Israeli football authorities have deducted one league point from Beitar Jerusalem and ordered the club to play a home match behind closed doors after their fans shouted anti-Arab slogans, a report said on Friday.
Beitar, the reigning Israeli champions, will now play their next home game against Maccabi Tel Aviv on May 9 in an empty stadium, the mass-circulation Yediot Aharonot newspaper reported.
The penalty was imposed after Beitar’s notoriously rowdy supporters chanted “death to Arabs” during a match against Maccabi Petah Tikva on April 18.
The club already have two points deducted for this season after an earlier infraction and currently lie in third place in the table, seven points behind leaders Maccabi Haifa.

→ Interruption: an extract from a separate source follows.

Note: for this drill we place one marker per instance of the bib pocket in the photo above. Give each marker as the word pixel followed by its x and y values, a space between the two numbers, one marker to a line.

Beitar were crowned league champions last year, but only after a last-minute scare when they were threatened with a points deduction following a pitch invasion by their fans in premature celebration.
Owned by Israeli-Russian billionaire Arcady Gaydamak, the club has had repeated run-ins with the football authorities.
In November 2007, the Israeli Football Association banned Beitar fans from two home games after they booed through a minute’s silence in memory of assassinated prime minister Yitzhak Rabin.
Some fans even sang songs praising Rabin’s murder by Yigal Amir, a Jewish extremist who was jailed for life after he shot the Nobel peace laureate three times in the back following a Tel Aviv peace rally on November 4, 1995.